ERROR: There was an error during testing

That’s in the error path for empty collections. You can avoid that path if you can use an init: init=Array{Float64}(undef, m, 0). And using an init will also ensure that hcat is called for 1-arg collections, too.

4 Likes

I think that’s the trick I was missing! Thank you.

Now of course I need to figure out a function which generates a zero-width equivalent for any AbstractMatrix, to use in the init…

Are you chasing down dynamic dispatches for static compilation? If not, you really don’t need to worry about this.

But if you are chasing every single dynamic dispatch down, another alternative could be to locally patch in Julia#51948 β€” prior to that we were dynamically fixing up a method error.

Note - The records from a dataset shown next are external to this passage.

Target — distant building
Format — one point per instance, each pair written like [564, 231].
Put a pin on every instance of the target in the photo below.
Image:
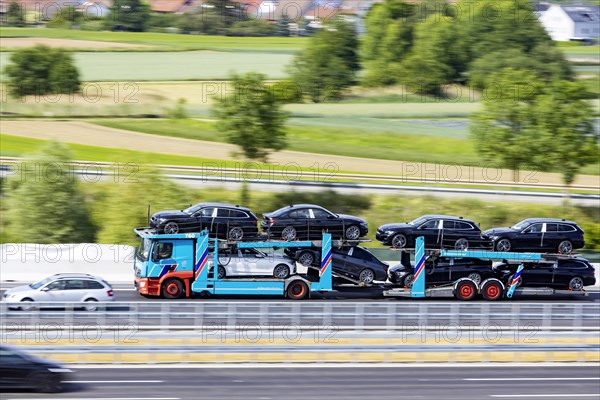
[566, 23]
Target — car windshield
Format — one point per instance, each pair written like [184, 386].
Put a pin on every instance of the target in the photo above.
[143, 251]
[419, 221]
[520, 225]
[39, 284]
[193, 209]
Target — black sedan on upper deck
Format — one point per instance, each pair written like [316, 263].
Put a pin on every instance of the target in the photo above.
[438, 230]
[538, 235]
[309, 221]
[225, 221]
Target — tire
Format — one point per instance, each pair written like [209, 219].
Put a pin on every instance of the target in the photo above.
[289, 233]
[399, 241]
[352, 232]
[306, 258]
[45, 382]
[492, 290]
[91, 306]
[576, 284]
[297, 290]
[509, 281]
[366, 276]
[565, 247]
[461, 244]
[27, 307]
[465, 290]
[173, 289]
[475, 277]
[408, 281]
[281, 271]
[503, 245]
[171, 228]
[235, 234]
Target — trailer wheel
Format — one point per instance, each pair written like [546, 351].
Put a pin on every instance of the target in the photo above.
[466, 290]
[172, 289]
[297, 290]
[492, 290]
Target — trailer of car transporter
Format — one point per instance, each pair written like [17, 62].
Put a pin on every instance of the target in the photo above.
[491, 289]
[186, 269]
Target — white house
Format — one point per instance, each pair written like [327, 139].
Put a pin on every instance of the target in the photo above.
[565, 23]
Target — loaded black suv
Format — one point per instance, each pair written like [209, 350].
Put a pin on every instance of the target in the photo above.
[443, 271]
[354, 262]
[309, 221]
[438, 230]
[538, 235]
[225, 221]
[570, 274]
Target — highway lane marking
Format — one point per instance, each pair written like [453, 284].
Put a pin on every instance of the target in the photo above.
[570, 395]
[535, 379]
[112, 381]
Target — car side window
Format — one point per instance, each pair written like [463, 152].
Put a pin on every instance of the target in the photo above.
[74, 284]
[162, 250]
[535, 228]
[222, 213]
[449, 224]
[237, 214]
[205, 212]
[93, 285]
[432, 224]
[551, 228]
[320, 214]
[56, 285]
[300, 214]
[566, 228]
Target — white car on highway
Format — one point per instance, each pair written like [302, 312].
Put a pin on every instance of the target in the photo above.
[253, 262]
[62, 288]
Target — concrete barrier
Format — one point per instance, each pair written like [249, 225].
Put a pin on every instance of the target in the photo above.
[28, 262]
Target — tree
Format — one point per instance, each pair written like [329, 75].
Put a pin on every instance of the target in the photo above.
[505, 129]
[526, 122]
[569, 138]
[46, 204]
[252, 117]
[128, 15]
[40, 70]
[15, 15]
[328, 64]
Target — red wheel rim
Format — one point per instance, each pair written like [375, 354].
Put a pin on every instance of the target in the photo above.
[172, 289]
[466, 291]
[492, 291]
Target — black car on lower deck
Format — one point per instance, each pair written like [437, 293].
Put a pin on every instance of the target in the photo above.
[570, 274]
[19, 370]
[538, 235]
[309, 221]
[355, 262]
[442, 270]
[438, 230]
[225, 221]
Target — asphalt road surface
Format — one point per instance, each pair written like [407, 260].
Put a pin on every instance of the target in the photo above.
[329, 383]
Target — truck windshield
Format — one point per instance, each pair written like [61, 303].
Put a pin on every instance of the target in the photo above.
[143, 250]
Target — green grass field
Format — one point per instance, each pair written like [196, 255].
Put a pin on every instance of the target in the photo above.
[166, 41]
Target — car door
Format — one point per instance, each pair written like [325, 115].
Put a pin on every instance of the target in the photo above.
[531, 237]
[550, 237]
[75, 290]
[323, 221]
[203, 218]
[53, 291]
[430, 230]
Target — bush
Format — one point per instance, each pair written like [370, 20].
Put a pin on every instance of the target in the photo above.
[41, 70]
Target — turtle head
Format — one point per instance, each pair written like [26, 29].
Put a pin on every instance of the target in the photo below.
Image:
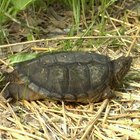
[121, 67]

Yeah, this whole quest is for DifferentiationInterface.jl to perform optimally on StaticArrays.jl. In that case, I would ideally avoid any unnecessary runtime dispatch and even allocations.

I’m not sure I understand, what do you want me to patch there?

The magic line is @eval Base mapreduce_empty(f, op, T) = _empty_reduce_error(). But probably not something you want to do in this context.

If you use a named function for the mapper, then you could overload this without piracy or shame.

2 Likes

I think I’m gonna go with another solution and compute the first matrix block outside of the mapreduce. Less elegant but less scary. Thanks a lot for your advice!

1 Like

Do you think there is a way to tell the compiler statically that the length of the iterator won’t be zero?

I’d take a step back β€” are you only chasing this because JET is telling you to chase it? I’m not sure it’s actually a real dynamic dispatch; it’s an intentional method missing error. And it’s not there in v1.11.

You might be ok to ignore it, I think.

2 Likes

You’re probably right. JET has been bossing me around for too long.
And I was testing on 1.10, so good catch. Let’s close this thread.